Taiwan News, Staff Writer
2014-04-08 03:07 PM
After Legislative Speaker Wang Jin-pyng promised during a visit to the students last Sunday that the Legislature would first review a framework law to monitor talks with China before tackling the trade-in-services pact, the occupiers announced they would leave Thursday at 6 p.m.
Wang called another negotiating session with the legislative caucuses Tuesday which came up with the proposals for Friday’s agenda. The April 11 plenary session will be the first such meeting since protesting students entered the premises on the evening of March 18. On its agenda will be the passage of a number of versions of the framework law or guidelines to the committee level.
Friday’s session will also include discussions on the eventual vote to confirm the nomination of Yen Da-ho as new state prosecutor-general, but will not include an appearance by Premier Jiang Yi-huah to face questioning by lawmakers, reports said.
Wang’s apparent decision to give in to students’ demands came under attack from his fellow Kuomintang legislators, some of whom accused him of having sold out the ruling party. The speaker denied he had spoken to opposition Democratic Progressive Party chief whip Ker Chien-ming and to students before making his groundbreaking visit to the occupiers.
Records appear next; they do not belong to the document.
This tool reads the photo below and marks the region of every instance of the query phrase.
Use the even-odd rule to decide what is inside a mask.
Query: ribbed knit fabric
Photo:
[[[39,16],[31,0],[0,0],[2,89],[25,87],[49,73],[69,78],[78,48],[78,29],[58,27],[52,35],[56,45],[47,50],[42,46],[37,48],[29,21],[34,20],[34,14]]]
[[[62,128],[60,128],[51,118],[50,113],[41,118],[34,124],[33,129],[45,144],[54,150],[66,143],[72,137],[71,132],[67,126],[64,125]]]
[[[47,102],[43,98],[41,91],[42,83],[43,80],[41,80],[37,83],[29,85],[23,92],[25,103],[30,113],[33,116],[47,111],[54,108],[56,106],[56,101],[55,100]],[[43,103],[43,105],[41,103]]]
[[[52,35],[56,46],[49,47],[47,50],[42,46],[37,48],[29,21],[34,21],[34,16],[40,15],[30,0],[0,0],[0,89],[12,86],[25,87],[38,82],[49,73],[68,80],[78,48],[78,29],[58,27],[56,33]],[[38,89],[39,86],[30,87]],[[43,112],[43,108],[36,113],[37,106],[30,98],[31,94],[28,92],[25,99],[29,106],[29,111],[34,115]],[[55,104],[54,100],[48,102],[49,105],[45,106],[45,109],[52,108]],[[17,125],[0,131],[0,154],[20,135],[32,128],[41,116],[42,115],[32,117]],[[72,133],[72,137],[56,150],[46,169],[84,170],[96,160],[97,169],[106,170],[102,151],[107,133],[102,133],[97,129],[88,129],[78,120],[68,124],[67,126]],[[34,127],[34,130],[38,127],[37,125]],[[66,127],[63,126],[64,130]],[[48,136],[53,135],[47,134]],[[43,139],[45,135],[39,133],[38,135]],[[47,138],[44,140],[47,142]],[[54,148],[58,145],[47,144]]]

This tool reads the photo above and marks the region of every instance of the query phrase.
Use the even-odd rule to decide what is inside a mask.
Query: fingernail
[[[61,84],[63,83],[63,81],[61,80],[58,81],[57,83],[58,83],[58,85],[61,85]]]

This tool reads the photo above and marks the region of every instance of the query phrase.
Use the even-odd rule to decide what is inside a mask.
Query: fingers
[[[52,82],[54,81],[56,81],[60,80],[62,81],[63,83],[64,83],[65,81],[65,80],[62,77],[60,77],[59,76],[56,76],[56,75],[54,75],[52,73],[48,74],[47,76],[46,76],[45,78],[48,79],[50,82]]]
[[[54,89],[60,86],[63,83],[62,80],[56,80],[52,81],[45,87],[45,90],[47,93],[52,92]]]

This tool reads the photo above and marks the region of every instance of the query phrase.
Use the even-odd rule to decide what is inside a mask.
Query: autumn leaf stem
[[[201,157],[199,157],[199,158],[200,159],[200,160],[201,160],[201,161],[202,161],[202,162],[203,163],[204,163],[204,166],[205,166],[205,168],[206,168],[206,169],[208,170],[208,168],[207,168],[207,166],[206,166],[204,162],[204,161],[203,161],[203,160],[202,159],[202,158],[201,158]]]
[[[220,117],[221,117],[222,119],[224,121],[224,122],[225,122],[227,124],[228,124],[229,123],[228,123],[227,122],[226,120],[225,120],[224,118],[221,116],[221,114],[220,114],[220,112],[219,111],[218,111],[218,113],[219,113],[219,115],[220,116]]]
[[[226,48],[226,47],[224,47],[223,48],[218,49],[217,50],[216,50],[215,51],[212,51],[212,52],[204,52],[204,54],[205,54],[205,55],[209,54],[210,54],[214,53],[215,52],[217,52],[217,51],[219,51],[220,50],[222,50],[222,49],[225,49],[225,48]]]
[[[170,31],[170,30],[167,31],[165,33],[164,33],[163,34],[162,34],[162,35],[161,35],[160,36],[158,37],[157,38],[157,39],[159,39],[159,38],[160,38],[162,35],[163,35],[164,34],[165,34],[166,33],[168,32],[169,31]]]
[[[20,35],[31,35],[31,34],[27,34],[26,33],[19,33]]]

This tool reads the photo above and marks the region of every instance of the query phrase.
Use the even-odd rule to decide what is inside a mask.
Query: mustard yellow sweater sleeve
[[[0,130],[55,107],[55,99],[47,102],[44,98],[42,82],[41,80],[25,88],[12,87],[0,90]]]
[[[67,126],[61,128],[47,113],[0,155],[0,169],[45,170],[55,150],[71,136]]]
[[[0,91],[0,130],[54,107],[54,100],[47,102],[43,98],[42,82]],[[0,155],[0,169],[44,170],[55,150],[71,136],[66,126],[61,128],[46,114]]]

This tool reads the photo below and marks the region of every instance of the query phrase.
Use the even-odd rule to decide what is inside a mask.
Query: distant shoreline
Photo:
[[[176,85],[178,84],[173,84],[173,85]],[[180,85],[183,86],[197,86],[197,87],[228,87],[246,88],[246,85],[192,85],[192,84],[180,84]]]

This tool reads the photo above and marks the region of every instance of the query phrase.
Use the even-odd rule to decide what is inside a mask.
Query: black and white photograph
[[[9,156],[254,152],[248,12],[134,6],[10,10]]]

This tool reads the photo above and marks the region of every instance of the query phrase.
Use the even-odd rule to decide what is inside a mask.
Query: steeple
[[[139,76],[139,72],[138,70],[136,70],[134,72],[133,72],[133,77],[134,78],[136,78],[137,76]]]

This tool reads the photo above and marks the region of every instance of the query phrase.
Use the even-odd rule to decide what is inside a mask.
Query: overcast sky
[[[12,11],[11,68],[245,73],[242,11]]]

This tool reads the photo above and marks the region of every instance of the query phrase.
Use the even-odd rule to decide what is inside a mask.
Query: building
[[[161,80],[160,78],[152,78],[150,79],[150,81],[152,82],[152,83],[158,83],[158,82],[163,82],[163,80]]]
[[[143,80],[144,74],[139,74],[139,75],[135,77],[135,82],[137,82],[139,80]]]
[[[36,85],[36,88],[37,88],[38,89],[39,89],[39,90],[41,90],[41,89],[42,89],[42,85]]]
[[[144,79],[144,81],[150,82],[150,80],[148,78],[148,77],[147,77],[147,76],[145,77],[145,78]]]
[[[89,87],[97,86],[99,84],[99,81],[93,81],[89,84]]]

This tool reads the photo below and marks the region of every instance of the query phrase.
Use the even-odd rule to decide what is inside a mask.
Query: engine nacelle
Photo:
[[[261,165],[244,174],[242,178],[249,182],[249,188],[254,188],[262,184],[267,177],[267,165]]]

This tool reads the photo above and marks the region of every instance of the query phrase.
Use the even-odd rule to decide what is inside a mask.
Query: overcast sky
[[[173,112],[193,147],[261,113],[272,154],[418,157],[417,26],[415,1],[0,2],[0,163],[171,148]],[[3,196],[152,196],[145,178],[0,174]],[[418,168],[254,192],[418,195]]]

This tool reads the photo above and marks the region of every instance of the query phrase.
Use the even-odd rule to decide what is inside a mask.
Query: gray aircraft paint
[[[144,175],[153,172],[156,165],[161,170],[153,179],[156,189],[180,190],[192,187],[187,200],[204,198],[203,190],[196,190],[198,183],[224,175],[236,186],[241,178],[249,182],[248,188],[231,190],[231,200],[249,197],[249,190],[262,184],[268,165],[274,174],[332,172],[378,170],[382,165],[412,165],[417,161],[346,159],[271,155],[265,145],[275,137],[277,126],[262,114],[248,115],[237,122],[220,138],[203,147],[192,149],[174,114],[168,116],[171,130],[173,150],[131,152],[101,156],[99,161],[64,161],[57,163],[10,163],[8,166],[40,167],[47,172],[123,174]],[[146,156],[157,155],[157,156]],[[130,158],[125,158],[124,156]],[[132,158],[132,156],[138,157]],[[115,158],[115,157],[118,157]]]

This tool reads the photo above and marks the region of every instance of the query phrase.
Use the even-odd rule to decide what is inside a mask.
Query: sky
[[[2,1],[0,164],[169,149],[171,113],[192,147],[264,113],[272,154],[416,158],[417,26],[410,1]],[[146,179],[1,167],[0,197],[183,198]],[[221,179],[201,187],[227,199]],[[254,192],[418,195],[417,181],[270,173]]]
The cost of the sunflower movement as it drew to a close also came to the fore Tuesday. The students wanted to raise NT$2.53 million (US$83,800) to make up for shortfalls, reports said.
Damage to the chambers was estimated at NT$100 million (US$3.3 million) and the time needed for repairs at one month, media reports said. A total of 126 labor unions reportedly signed a petition calling on the students themselves to pay up for the repairs, rather than rely on taxpayers’ funds.
According to Ker, Wang already had a proposal worked out on how to solve the damage and compensation issue, though he did not provide any details.
Signs of divisions within student ranks also emerged, with a minority questioning the transparency and the level of democracy in the process to decide on Thursday’s withdrawal. Overnight, several students and other social activists discussed separate actions before the withdrawal from the Legislative Yuan.
Prominent activist Liu Ching-wen said it was too early to leave the Legislature, while student leader Chen Wei-ting responded that he would communicate more with the dissidents. According to Liu, a decision to withdraw should only have been made after secure promises had been obtained from President Ma Ying-jeou, Jiang and Wang. The threshold for the departure from the Legislature had been fixed too low, the activist said.
While the students prepared to clean up the Legislature Tuesday, the Academia Sinica said it wanted to collect the slogans, banners, placards and other memorabilia from the occupation to serve as historical material.